Так же, как и в случае с Мандельштамом, влияние Ходасевича прослеживается не столько в прямых цитатах или аллюзиях, сколько в более существенном сходстве двух поэтических миров. У Ходасевича Гандлевский подхватил тему нелюбви лирического героя к себе, жесткой самооценки, хрестоматийно запечатленной в стихотворении «Перед зеркалом». Кроме того, Ходасевич близок современному поэту своей обращенностью на культуру Золотого века и умением скрыто модернизировать стих под видом тщательной реставрации традиции. Гандлевский писал: «“Старомодная” лирика Ходасевича напоминает: никакого новаторства самого по себе, художественной дерзости вообще, приема, годного на любой случай, не существует.

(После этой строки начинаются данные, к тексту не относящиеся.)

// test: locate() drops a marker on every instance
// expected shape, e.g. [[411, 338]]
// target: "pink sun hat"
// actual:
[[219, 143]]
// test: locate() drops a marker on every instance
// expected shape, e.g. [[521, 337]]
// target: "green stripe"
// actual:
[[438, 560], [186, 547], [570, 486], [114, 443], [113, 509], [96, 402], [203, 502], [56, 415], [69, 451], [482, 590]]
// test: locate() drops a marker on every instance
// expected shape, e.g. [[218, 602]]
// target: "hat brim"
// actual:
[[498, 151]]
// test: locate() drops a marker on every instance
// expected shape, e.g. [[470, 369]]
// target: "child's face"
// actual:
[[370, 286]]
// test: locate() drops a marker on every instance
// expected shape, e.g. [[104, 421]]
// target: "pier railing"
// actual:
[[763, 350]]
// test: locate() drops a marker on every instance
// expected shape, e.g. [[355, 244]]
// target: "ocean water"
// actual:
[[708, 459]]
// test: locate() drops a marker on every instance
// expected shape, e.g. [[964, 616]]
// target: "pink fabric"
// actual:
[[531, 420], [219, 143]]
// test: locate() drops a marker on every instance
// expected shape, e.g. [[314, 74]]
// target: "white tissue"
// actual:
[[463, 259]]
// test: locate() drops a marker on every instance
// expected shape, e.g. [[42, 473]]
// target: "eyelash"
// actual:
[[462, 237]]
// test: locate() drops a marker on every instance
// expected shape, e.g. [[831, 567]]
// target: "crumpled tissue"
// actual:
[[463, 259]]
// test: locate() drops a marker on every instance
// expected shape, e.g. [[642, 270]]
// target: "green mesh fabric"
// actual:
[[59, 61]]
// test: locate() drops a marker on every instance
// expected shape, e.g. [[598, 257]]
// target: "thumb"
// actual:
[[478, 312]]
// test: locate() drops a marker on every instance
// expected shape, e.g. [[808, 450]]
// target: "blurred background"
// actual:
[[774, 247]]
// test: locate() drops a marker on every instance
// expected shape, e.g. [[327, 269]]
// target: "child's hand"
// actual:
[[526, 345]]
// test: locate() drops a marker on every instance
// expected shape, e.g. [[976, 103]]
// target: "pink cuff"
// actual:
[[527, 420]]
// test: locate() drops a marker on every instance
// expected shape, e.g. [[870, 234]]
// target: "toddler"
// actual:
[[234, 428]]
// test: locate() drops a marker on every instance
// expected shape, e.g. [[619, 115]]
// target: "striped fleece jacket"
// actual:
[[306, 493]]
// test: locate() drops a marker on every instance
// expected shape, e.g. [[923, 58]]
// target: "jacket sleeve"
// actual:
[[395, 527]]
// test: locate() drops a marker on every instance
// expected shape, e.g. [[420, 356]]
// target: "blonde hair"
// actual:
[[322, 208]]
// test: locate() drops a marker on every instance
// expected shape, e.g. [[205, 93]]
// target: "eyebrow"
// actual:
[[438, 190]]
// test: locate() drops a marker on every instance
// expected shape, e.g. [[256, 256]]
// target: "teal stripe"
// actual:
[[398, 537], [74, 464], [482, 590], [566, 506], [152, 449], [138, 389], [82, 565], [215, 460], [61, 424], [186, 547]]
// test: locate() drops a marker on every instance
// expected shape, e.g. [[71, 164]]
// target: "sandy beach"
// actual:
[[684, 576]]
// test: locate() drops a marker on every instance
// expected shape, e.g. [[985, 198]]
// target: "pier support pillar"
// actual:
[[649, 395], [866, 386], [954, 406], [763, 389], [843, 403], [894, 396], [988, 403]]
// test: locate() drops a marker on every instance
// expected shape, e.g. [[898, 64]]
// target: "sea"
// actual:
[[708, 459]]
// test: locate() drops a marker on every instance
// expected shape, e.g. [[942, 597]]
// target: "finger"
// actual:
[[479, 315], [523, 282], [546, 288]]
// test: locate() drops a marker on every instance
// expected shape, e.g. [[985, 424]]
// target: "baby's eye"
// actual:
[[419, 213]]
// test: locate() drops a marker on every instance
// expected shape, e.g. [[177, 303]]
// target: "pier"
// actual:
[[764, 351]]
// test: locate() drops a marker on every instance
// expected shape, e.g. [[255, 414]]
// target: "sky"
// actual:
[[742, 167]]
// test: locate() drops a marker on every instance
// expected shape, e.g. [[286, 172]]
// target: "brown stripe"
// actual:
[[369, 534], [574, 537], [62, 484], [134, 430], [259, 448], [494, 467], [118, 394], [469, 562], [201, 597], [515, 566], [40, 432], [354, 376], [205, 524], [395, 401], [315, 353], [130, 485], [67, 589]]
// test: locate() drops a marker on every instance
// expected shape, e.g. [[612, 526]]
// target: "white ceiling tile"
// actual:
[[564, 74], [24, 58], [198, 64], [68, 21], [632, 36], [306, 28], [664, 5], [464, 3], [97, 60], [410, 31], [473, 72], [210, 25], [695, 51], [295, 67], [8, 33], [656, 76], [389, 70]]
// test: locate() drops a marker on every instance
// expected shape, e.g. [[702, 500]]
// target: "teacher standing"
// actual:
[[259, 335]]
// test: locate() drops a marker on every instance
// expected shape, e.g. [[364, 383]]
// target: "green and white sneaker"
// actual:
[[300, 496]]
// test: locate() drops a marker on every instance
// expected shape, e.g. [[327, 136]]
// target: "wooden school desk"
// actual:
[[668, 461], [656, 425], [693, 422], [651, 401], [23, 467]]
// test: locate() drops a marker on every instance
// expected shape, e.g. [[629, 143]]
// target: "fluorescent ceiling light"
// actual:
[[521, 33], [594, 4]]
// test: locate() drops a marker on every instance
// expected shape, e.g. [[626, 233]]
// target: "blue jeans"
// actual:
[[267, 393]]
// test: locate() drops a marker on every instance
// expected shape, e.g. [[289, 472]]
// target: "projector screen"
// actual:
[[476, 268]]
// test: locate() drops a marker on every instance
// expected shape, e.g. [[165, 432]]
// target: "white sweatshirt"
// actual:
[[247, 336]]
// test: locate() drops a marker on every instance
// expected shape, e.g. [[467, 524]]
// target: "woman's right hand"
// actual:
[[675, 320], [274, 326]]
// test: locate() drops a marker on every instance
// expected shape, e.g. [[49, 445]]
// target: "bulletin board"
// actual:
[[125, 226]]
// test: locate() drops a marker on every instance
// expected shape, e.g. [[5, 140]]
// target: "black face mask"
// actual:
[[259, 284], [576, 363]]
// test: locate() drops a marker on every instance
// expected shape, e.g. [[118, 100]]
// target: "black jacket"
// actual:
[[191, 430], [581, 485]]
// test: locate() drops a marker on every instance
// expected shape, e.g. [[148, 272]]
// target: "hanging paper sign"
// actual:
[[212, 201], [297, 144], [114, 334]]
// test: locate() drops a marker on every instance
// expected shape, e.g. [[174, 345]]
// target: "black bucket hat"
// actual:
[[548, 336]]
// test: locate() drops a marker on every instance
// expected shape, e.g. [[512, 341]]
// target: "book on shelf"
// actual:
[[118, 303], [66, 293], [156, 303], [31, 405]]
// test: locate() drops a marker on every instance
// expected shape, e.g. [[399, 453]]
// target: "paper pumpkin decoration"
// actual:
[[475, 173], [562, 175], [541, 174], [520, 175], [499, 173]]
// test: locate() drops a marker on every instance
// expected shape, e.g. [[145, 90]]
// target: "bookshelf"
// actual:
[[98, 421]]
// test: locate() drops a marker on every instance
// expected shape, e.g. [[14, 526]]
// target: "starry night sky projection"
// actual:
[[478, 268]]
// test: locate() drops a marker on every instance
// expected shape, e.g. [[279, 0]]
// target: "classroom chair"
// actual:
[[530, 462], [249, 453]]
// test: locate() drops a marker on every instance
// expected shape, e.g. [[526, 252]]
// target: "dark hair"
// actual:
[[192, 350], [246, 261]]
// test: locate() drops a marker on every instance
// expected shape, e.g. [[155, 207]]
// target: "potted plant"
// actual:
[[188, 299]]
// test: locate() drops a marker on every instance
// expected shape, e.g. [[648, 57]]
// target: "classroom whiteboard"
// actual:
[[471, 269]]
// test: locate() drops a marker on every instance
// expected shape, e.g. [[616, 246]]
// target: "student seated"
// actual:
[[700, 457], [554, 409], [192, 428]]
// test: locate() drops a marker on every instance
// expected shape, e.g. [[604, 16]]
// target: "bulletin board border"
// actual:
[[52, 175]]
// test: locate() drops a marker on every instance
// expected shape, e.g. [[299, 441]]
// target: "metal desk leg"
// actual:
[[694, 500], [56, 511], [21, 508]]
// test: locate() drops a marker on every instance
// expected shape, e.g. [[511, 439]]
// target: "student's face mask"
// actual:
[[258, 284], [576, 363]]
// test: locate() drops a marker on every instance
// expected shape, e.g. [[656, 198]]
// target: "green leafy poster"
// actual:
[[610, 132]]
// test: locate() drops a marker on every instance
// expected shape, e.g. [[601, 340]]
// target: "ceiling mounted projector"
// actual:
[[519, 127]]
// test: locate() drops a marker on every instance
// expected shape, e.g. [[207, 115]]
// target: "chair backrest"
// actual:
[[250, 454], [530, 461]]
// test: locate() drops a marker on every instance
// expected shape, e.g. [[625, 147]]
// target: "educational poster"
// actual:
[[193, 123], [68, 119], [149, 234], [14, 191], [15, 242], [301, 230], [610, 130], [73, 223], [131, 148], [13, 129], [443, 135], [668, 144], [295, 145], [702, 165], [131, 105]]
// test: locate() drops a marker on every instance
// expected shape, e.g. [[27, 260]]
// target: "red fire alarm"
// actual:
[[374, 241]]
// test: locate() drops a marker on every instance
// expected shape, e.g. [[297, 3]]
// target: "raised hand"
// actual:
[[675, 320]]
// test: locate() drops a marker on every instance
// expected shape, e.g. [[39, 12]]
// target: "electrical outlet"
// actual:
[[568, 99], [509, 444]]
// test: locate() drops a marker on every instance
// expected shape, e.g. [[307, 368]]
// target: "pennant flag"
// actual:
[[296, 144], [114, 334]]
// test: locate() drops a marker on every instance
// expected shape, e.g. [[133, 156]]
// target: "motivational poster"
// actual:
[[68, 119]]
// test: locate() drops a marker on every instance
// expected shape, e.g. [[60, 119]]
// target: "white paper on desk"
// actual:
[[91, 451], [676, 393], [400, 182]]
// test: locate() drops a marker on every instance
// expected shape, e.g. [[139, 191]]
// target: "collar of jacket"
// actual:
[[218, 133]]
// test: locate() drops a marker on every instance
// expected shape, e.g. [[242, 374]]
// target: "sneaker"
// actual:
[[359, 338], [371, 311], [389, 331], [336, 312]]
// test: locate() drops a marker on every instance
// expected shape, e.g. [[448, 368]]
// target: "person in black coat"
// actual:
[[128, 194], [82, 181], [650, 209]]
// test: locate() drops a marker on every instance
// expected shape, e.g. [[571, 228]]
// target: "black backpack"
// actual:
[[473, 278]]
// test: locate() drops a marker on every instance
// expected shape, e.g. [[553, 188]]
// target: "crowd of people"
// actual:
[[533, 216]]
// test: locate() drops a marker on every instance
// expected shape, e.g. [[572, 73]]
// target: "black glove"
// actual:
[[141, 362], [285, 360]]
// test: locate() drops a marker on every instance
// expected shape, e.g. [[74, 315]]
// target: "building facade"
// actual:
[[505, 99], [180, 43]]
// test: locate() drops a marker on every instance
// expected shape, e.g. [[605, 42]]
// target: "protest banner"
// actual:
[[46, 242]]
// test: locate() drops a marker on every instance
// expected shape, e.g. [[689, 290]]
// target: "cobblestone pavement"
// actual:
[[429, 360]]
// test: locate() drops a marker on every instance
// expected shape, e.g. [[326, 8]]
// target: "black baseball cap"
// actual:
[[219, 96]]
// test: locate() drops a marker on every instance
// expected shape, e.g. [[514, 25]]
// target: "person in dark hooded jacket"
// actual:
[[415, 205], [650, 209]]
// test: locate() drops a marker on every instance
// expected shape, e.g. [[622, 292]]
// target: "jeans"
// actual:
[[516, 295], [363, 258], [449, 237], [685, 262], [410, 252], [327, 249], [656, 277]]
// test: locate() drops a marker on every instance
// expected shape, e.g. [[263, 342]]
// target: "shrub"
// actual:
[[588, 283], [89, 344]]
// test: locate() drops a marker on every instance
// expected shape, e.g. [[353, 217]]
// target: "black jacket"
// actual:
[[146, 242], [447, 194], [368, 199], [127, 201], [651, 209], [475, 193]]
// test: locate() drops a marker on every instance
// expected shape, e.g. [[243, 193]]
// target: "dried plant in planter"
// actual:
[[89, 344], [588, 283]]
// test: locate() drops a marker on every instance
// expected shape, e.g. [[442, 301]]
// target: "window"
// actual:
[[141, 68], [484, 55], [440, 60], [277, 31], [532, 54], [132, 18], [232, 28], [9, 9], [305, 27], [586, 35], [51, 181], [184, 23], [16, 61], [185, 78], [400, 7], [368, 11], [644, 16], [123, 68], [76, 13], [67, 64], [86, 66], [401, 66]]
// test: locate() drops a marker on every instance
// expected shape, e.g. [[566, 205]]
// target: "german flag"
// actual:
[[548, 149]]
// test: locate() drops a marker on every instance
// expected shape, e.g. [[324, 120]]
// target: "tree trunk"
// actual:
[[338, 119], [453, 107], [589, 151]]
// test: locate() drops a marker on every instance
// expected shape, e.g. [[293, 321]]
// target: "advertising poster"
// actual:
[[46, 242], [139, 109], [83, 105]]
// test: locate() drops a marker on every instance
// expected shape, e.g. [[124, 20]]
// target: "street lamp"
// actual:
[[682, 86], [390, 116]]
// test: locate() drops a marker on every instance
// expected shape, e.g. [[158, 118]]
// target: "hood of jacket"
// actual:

Любить новаторство или не любить новаторства – все равно, что любить или не любить китайцев, это – неумно»” [38, с. 360].

Сомнениям героя Гандлевского в возможности выразить любой человеческий опыт поэтически также легко найти аналогию у Ходасевича: «Обо всем в одних стихах не скажешь. / Жизнь идет волшебным, тайным чередом…» («Обо всем в одних стихах не скажешь…»). Ср. у Гандлевского:

Зазнайка-поэзия, спрячем тетрадь:

Есть области мира, живые помимо

Поэзии нашей, – и нам не понять,

Не перевести хриплой речи Памира.

(«Здесь реки кричат как больной под ножом…», 1979) [14, с. 64].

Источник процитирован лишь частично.